“Then you didn’t think she would come back,” said Mr Brown.

“It’s a matter o’ five-and-thirty years; and not knowing even her name, nor the number of the regiment, nor nothing—as I don’t,” said Nancy, cautiously; “and never hearing nothing about her, what was a person to think? And if it’s just Phœbe Thomson you’re inquiring after, and don’t say nothing about the marriage nor the regiment, you may seek long enough before you find her,” said Nancy, with a glance of what was intended to be private intelligence between herself and her questioner, “and all correct to the will.”

Mr Brown put up his memorandum-book sharply in his pocket. “Bring me the keys. Look here, bring me all the keys,” he said. “What’s in this other room, eh? It was her bedroom, I suppose. Hollo, what’s all this?”

For all Nancy’s precautions had not been able to ward off this catastrophe. He pushed into the room she had left to admit him, where all her treasures were exhibited. His quick eye glanced round in an instant, and understood it. Trembling as Nancy was with new alarms, she had still strength to make one struggle.

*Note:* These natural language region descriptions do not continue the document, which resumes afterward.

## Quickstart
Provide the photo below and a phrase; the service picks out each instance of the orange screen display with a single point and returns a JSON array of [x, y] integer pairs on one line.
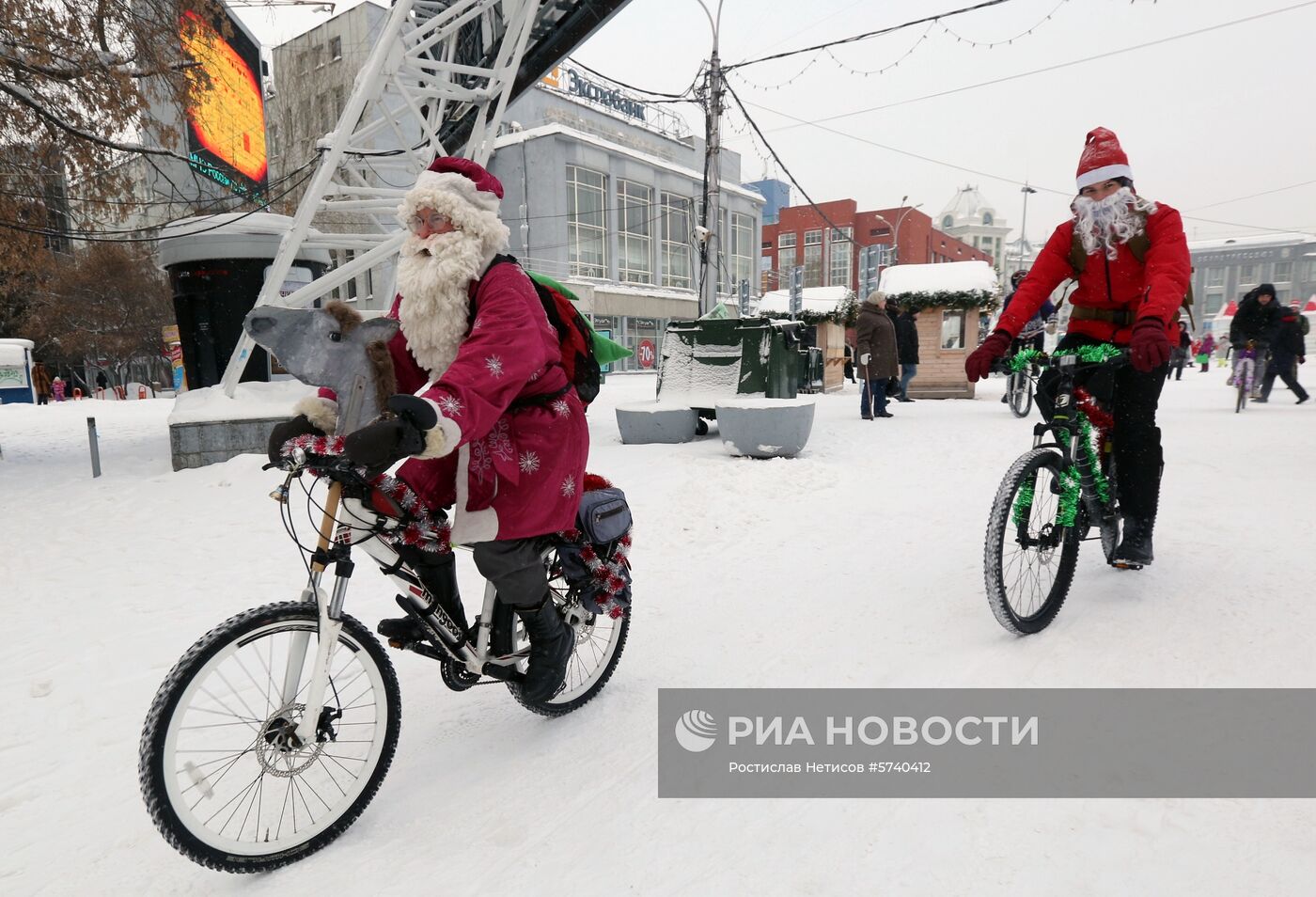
[[227, 125]]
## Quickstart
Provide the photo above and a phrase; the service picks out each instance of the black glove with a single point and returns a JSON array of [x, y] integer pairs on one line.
[[378, 446], [299, 426]]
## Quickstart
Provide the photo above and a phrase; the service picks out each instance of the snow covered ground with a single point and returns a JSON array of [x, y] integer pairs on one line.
[[857, 564]]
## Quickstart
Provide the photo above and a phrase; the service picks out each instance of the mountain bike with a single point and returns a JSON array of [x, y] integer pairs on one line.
[[274, 732], [1244, 378], [1019, 388], [1053, 496]]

“Missis’s things fall to me,” said Nancy, half in assertion, half in entreaty; “that’s how it always is; the servant gets the lady’s wardrobe—the servant as has nursed her and done for her, when there’s no daughter—that’s always understood.”

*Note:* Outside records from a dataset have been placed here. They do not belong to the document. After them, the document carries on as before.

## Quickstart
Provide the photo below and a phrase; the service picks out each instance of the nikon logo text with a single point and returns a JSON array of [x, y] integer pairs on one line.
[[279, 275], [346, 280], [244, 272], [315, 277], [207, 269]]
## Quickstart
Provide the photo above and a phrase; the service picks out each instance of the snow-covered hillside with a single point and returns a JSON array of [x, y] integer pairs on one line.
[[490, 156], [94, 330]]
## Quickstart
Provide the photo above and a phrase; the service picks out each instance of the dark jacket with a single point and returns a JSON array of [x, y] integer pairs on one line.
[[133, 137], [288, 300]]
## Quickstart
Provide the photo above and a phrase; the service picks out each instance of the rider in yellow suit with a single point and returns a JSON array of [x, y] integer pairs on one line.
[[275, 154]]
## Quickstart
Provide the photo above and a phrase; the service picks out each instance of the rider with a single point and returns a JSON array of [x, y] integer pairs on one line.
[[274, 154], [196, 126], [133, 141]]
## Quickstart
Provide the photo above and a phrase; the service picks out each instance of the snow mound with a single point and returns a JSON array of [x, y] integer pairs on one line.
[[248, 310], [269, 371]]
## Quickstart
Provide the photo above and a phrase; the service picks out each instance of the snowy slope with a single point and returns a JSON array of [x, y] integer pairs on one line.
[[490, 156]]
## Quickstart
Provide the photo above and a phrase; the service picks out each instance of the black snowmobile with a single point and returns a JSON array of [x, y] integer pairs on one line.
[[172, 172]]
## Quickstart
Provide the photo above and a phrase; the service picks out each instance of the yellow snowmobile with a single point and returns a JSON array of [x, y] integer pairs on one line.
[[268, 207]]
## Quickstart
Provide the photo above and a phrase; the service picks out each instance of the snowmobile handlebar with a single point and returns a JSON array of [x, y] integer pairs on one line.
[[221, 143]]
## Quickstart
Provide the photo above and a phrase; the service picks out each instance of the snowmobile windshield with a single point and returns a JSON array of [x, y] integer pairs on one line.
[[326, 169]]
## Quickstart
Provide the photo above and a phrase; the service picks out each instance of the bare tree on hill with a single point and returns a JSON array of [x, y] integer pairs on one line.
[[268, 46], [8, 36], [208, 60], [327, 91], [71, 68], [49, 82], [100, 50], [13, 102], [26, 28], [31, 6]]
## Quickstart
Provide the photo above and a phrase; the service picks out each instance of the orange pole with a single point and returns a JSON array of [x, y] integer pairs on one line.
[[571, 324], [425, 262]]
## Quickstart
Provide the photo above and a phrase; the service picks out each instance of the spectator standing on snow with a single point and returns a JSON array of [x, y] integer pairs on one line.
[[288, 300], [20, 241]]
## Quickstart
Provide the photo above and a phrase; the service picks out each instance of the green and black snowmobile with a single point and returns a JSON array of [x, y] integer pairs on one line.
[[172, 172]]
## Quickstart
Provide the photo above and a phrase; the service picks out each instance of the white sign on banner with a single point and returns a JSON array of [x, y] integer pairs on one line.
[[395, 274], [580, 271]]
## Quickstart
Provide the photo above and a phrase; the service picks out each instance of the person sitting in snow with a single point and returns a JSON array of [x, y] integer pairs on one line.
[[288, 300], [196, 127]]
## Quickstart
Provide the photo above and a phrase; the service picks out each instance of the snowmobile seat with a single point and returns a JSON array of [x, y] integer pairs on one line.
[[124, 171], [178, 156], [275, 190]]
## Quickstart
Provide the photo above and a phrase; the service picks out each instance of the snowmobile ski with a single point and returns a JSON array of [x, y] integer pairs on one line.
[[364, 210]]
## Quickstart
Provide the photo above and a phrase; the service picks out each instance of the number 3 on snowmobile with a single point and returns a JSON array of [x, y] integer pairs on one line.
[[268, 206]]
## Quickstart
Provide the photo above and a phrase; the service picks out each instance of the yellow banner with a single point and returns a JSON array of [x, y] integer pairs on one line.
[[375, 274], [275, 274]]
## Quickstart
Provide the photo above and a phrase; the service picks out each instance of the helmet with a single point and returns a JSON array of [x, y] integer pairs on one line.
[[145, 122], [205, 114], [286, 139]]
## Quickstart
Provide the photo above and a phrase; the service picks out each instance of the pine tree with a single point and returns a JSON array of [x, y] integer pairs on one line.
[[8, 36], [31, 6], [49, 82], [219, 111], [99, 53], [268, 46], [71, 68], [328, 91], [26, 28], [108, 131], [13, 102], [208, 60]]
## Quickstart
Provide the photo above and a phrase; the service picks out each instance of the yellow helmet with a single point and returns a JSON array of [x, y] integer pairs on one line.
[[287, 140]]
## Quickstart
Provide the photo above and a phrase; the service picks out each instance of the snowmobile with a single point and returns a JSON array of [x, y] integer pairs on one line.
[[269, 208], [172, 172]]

“Bring me the keys,” said Mr Brown.

The keys were in the open wardrobe, a heavy bunch. John Brown seized hold of the furs on the bed and began to toss them into the wardrobe. Some of them dropped in pieces in his hands and were tossed out again. He took no notice of the lace or the trinkets, but swiftly-locked every keyhole he could find in the room—drawers, boxes, cupboards, everything. Nancy looked on with fierce exclamations. She would have her rights—she was not to be put upon. She would have the law of him. She would let everybody know how he was taking upon himself as if he was the master of the house.

“And so I am, my good woman; when will you be ready to leave it?” said Mr Brown. “You shall have due time to get ready, and I won’t refuse you the trumpery you’ve set your heart upon. Judging from the specimen, it won’t do Phœbe Thomson much good. But not in this sort of way, you know. I must put a stop to this. Now let me hear what’s the earliest day you can leave the house.”

“I’m not going to leave the house!” cried Nancy; “I’ve lived here thirty years, and here I’ll die. Missis’s meaning was to leave me in the house, and make me commforable for life. Many’s the time she’s said so. Do you think you’re going to order me about just as you please? What do you suppose she left the property like that for but to spite the Christians, and to leave a good home to me?”

“When will you be ready to leave?” repeated Mr Brown, without paying the least attention to her outcries and excitement.